This Morning, Remarkable Moments

On Tennis Channel they're primarily showing Djokovic vs Berdych. On today's slow, slow clay, Djokovic is still Djokovic, and even though Berdych is bigger and hits harder he can't get the ball past Djokovic. The match isn't especially compelling, as is all too often the case with a Djokovic match. The level is very high, as you'd expect, but by the third game of the first set the match takes on the air of inevitability that so many of Djokovic's matches have. Soon enough, Djokovic has taken the first two sets in that hard-working-yet-comfortable way he dispatches almost everyone ranked higher than, say, 20 but below maybe four.

At the same time, on Suzanne Lenglen, we have David Goffin, from Belgium, 22 years old, ranked thirteenth in the world, versus Dominic Thiem, 19 years old, from Austria, ranked fifteenth in the world. It's the first Slam quarterfinal for either of them. Tomorrow one of them will play in a Slam semi-final for his first time. The winner, the announcers add, will for the first time in his career crack the top 10. When the broadcast cuts in to the match, you watch a little and conclude that it won't be long for the loser to reach that milestone as well.

Thiem holds a break at 4-3 in the first set, but loses the final three games to lose 6-4. They cut back to Djokovic-Berdych. Thiem gives up an early break in the second, they announce. When they cut back to Goffin-Thiem, it's 5-3. Thiem breaks, wins his serve, has a good shot for a second break to make it 6-5 but fails, and then wins his service game to force the tiebreaker. The quality of play is very high and the match has become very exciting to watch. They certainly aren't cutting away now.

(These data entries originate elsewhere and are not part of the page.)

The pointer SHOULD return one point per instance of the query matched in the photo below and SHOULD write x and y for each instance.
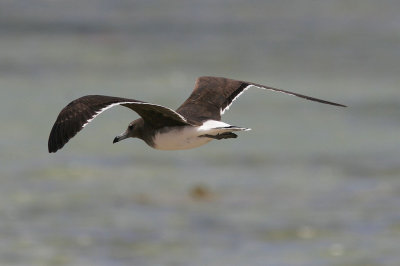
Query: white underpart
(120, 103)
(188, 137)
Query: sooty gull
(196, 122)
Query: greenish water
(310, 184)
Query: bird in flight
(196, 122)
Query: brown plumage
(211, 97)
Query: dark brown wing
(77, 114)
(212, 96)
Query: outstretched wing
(77, 114)
(212, 96)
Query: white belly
(180, 139)
(183, 138)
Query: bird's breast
(179, 138)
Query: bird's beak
(120, 137)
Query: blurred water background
(311, 184)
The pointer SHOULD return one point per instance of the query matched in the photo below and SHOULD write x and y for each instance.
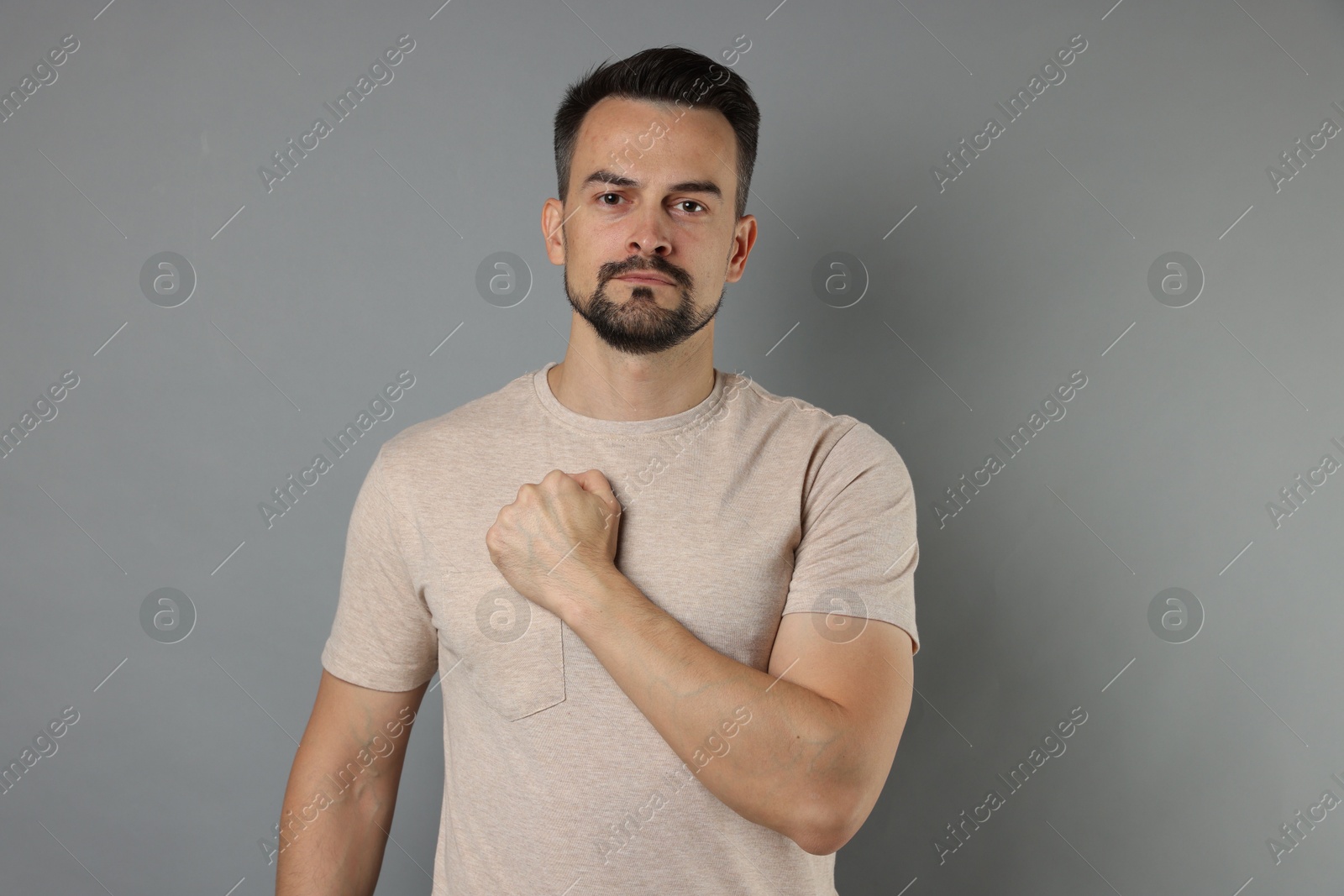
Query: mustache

Thiem now is putting everything into not going down two sets to zero. He is hitting harder than I have ever seen anyone hit. Goffin looks like the Roadrunner when he runs, and he gets everything. Thiem hits even harder and Goffin keeps retrieving. Thiem takes a 5-2 lead, then drops the next three points. He earns himself set point at 6-5, then loses two to face set point against at 6-7 but on his serve. Goffin defends so well that soon it is Goffin on the attack, he has moved up to net, and Thiem throws up a soaring desperation lob that lands just inside the baseline. Goffin hits a curling overhead deep but to Thiem's forehand side, and Thiem takes it like it's on a tee, ripping the ball down the line so hard you swear you see it blue-shift, and even still somehow Goffin manages to get a racquet to it. Goffin's shot doesn't land in play but even so that's two amazing things on the same shot, Thiem's pace and Goffin's reaction and quickness.

This shot of Thiem's, over the highest part of the net at set point against, they measure at 101 miles per hour.

At 7-7 he hits another forehand down the line, this one measuring 103 miles per hour. This one not even Goffin can get to.

Now it's set point for Thiem on Goffin's serve at 7-8, and Thiem continues hitting the ball like it hurt his family, and finally a shot of Goffin's flies long and Thiem wins the set. Still, though, it feels like Thiem's victory in this moment will be pyrrhic. He's been hitting this hard because it's taken everything he has to push Goffin off-balance at all. There's no pleasure in it, no sense that he's thrilling in what he's capable of. The dominant emotion coming from him is during the tiebreaker is desperation. He mustn't, simply must not, go down two sets to zero. And he doesn't. When it's over, instead of celebration, there is only relief.

This: this is why I watch. Neither Thiem nor Goffin may thrill in it, but I do. For these sixteen points they have played like the whole world is at stake, and I get to witness it.